Pour toutes ces raisons, et afin de tenir compte de la situation d’urgence et des préoccupations de toutes les parties concernées, l’OSAR vous prie instamment en tant que Cheffe du Département fédéral de justice et police, ainsi que le Conseil fédéral dans son ensemble, de prendre immédiatement les mesures qui s’imposent dans le domaine de l’asile en vertu du droit d’urgence. Nous demandons que les points suivants en particulier soient traités d’urgence:
- Les procédures d’asile (accélérées, étendues et soumises à l’ancienne législation) doivent être suspendues jusqu’à nouvel ordre.
- Les délais des procédures Dublin ne peuvent être respectés car les transferts vers d’autres Etats européens restent impossibles pour l’instant. La Suisse doit donc se déclarer responsable de l’examen de ces demandes.
- Lorsque l’ensemble des faits a été établi et qu’une décision d’asile positive peut être prononcée, il s’agit alors de terminer la procédure en cours.
- Si la crise mondiale liée au coronavirus rend impossible à long terme l’expulsion de personnes vers leur pays d’origine ou leur pays de provenance, celles-ci doivent alors être admises à titre provisoire (conformément à l’article 83, al. 2, LEI).
- Comme il apparaît impossible pour l’instant d’exécuter les renvois prononcés, les personnes en détention administrative doivent être libérées immédiatement. Elles doivent avoir accès à un hébergement d’urgence et à des soins médicaux.

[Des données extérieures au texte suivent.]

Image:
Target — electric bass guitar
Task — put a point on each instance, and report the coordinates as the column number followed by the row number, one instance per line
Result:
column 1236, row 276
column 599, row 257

- Aucune décision prononcée ne doit imposer de délai.
- Les procédures juridiques doivent également être suspendues.
HĂ©bergement
Face à la gravité de la situation d’urgence, il importe en outre de combler les lacunes en matière d’hébergement. Le SEM poursuit ses efforts pour augmenter les capacités d’hébergement. Toutefois, dans les établissements d’hébergement collectif de la Confédération et des cantons, les règles de conduite et les mesures de protection hygiénique fixées par le Conseil fédéral et l’OFSP ne peuvent être respectées partout de manière adéquate en raison des espaces disponibles et de l’accès limité aux soins médicaux et aux mesures d’hygiène. Dans ces lieux d’hébergement – centres fédéraux pour requérants d’asile, centres de transit, hébergements d’urgence – il existe donc un risque d’infection sensiblement accru pour toutes celles et tous ceux qui y vivent et y travaillent: les personnes requérantes d’asile, le personnel médical, d’encadrement et de sécurité, les juristes de la protection juridique et le personnel du SEM.
Au vu de cette situation de crise extraordinaire, l’OSAR est consciente de la gravité de sa tâche. Elle soutient les mesures restrictives adoptées par le Conseil fédéral dans un esprit de solidarité afin de freiner la propagation du coronavirus. Néanmois, l’OSAR reste fermement convaincue que cette solidarité doit également concerner le domaine de l’asile, les directives et les règles émises par le Conseil fédéral et l’OFSP devant s’appliquer sans distinction.
Face à cette pandémie aux effets imprévisibles, la santé et la sécurité de l’ensemble des acteurs et actrices impliqués dans la procédure d’asile constituent pour l’OSAR une priorité absolue. Sans mesures adoptées en vertu du droit d’urgence, les problèmes ne tarderont pas à affecter le système d’asile suisse dans tout le pays. En raison des nombreux points de contact existant dans la procédure d’asile ainsi que des longues chaînes d’infection, une réaction tardive du Conseil fédéral face aux nouveaux développements aurait en fin de compte des répercussions non seulement sur le système d’asile suisse, mais également sur l’ensemble de la population. Il s’agit à présent d’empêcher cela rapidement et efficacement. Dans l’intérêt de toutes et tous.
Je vous prie d’agréer, Madame la Conseillère fédérale, l’assurance de ma considération distinguée.